All I did to this image was blur the background somewhat. I didn't use any Photoshop tricks other than trying to separate the figure from the background so it stands out. I try to show people within a context that's relevant.


SACRIFICE: The Orozco frescoes—which adorn the walls of the reserve room corridor in Dartmouth's Baker Library—made a strong impression on Feingold when he was an undergraduate. Mexican artist Jose Clemente Orozco painted the murals in the 1930s when he was a visiting lecturer in the Department of Art. Feingold added the OR lights and superimposed a surgical procedure on this panel, which is titled "Ancient Human Sacrifice."

 

This mural is one that I remember from when I was a freshman at Dartmouth. Orozco must have spent time in an operating room, because he got the lighting just right. It's almost like there are OR lights shining on that picture. All I had to do was overlay an actual operation and operating lights. I didn't do anything with the focus of the lighting. I'm convinced that Orozco spent time in a hospital, because if you look at some of his other murals—like one where he shows a woman in stirrups delivering test-tube babies—he had to know exactly what a delivery suite looked like. He got it right.
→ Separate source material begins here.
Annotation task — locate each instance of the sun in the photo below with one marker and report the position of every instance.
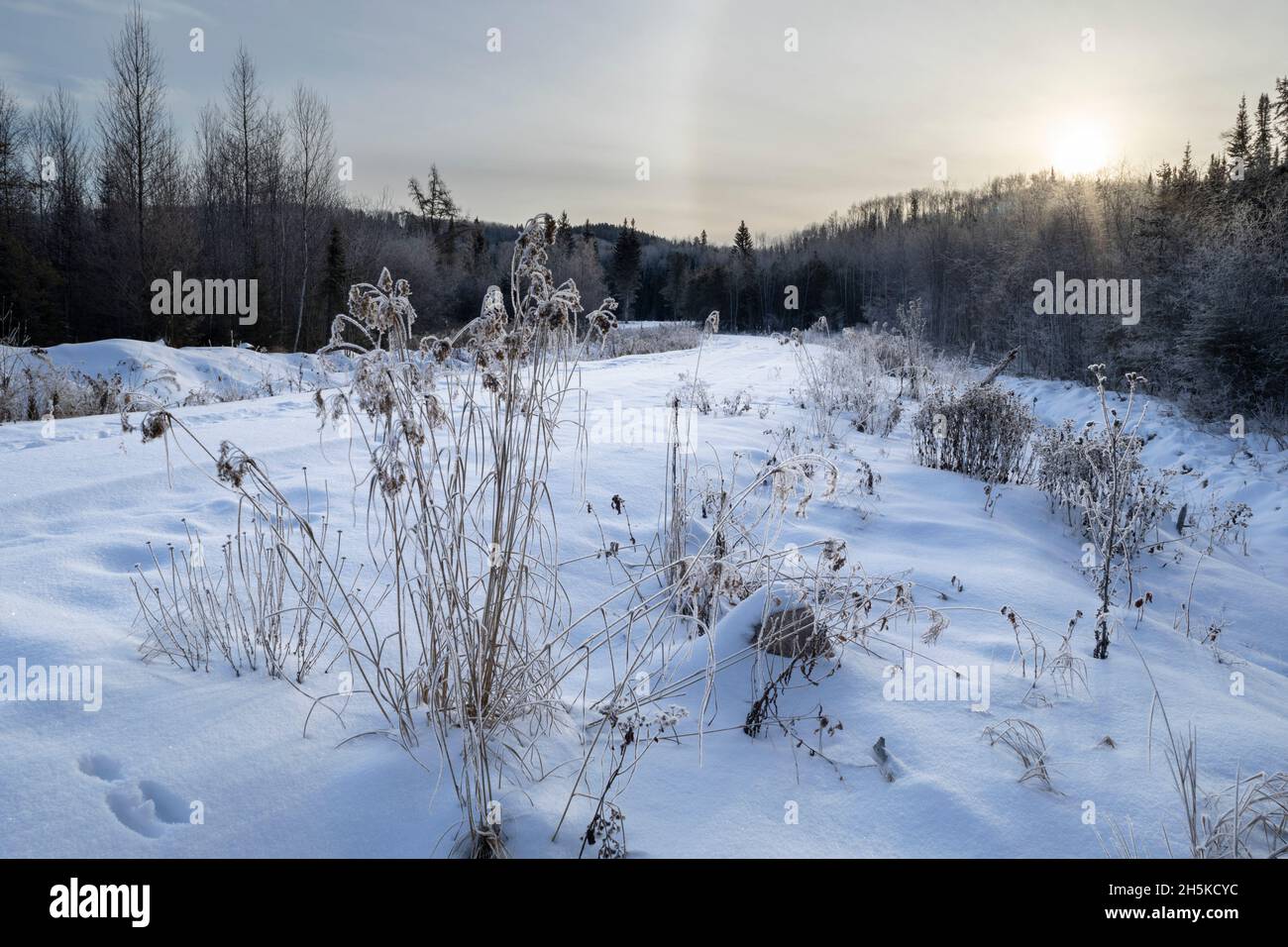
(1078, 147)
ON THE MALL: This picture appears to have been taken from the perspective of a patient lying on a gurney in the middle of the DHMC mall. Anesthesiologist Lisabeth Maloney, M.D. (right), is conferring with resident Peter Rauert, M.D. Maloney is a 1977 graduate of Dartmouth College and did her residency at DHMC ('81-84).

 

Anesthesiologists, pathologists, and radiologists work only in hospitals. When you come to a hospital, you don't usually choose your anesthesiologist or pathologist or radiologist; we are hospital-based. So for photos of anesthesiologists, I will sometimes use a general hospital scene as background—what patients see and associate with a good (or bad) experience in a hospital. By the way, that white roll hanging from the ventilator on the left might look like toilet paper, but it's actually adhesive tape. You've got to put your tape someplace secure, because you never know when you're going to need it. You don't want it rolling away, so you always stick it to something.


MAGICAL HANDS: Paul Kispert, M.D., a general surgeon, looks almost ghostlike here as he performs an exploratory laparotomy and resection of the small bowel. Feingold achieved the effect by rendering the background as a grayscale image, while leaving the hands and the surgical site in the foreground in full color.

 

It's almost like the hands in this image are separated from the body. That's sometimes the feeling I get with some of these really masterful surgeons—that their hands seem to be completely separated from their body. They're doing such wonderful work.